Efforts to defuse Korean nuclear crisis speed up

CHINA yesterday offered to host talks between the United States and North Korea over their nuclear standoff and Russia said it planned to send a top official to key capitals to help find a diplomatic solution.

Efforts to defuse Korean nuclear crisis speed up

As international efforts to defuse the crisis speeded up, an Australian delegation flew to Pyongyang to discuss possible steps while senior US envoy James Kelly arrived in the Chinese capital after talks in Seoul with South Korean leaders.

Earlier, North Korea reiterated a demand for bilateral talks with the United States, a statement that appeared to hint that it, too, was looking to defuse the crisis after weeks of fiery anti-American rhetoric. Washington accuses Pyongyang of covertly developing nuclear weapons, a charge it denies.

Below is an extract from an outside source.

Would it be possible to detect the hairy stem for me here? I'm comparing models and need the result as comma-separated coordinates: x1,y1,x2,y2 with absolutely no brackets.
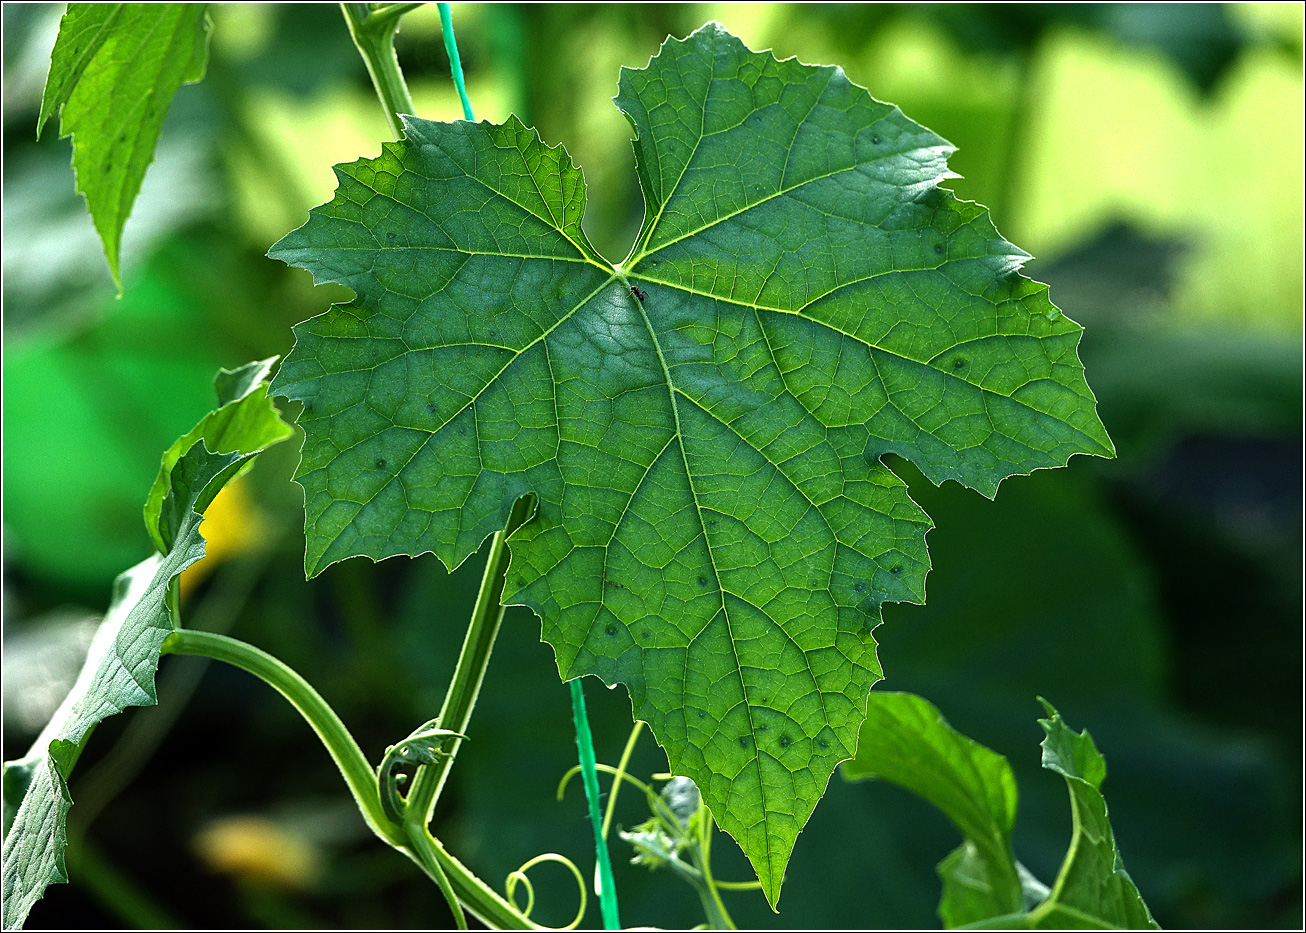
341,2,417,138
163,628,535,928
404,494,536,825
161,628,399,845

“If the relevant sides are willing to hold dialogue in Beijing, I think we would have no difficulties with that,” Foreign Ministry spokeswoman Zhang Qiyue told reporters.

“We hope the United States and North Korea can resume dialogue swiftly because we think that talks are the most effective channel for resolving this problem,” she said.

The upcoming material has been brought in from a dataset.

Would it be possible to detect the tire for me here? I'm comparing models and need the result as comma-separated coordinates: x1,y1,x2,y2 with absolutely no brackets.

China, Pyongyang’s closest ally, has taken a relatively balanced approach to the nuclear dilemma, calling on the United States and North Korea to talk their way through the problem and keeping in regular contact with all the sides.

Meanwhile, Russia’s defence minister said President Vladimir Putin planned to send a special envoy to Pyongyang, Beijing and Washington.

“In the last few days certain hopeful steps and statements have emerged which I would say look to return the situation to what it was before the current crisis,” Defence Minister Sergei Ivanov said.

He said the man Putin was sending was Deputy Foreign Minister Alexander Losyukov, one of the ministry’s top Asian experts.

Secretary of State Colin Powell told The Wall Street Journal that if the North agreed to abandon its nuclear ambitions, Washington still would need “a new arrangement” that would better constrain Pyongyang’s ability to produce nuclear weapons. While that pact halted production of fissile material, it “left intact the capacity for production,” the Journal quoted Powell as saying. “I think, therefore, that we need a new arrangement and not just go back to the existing framework.”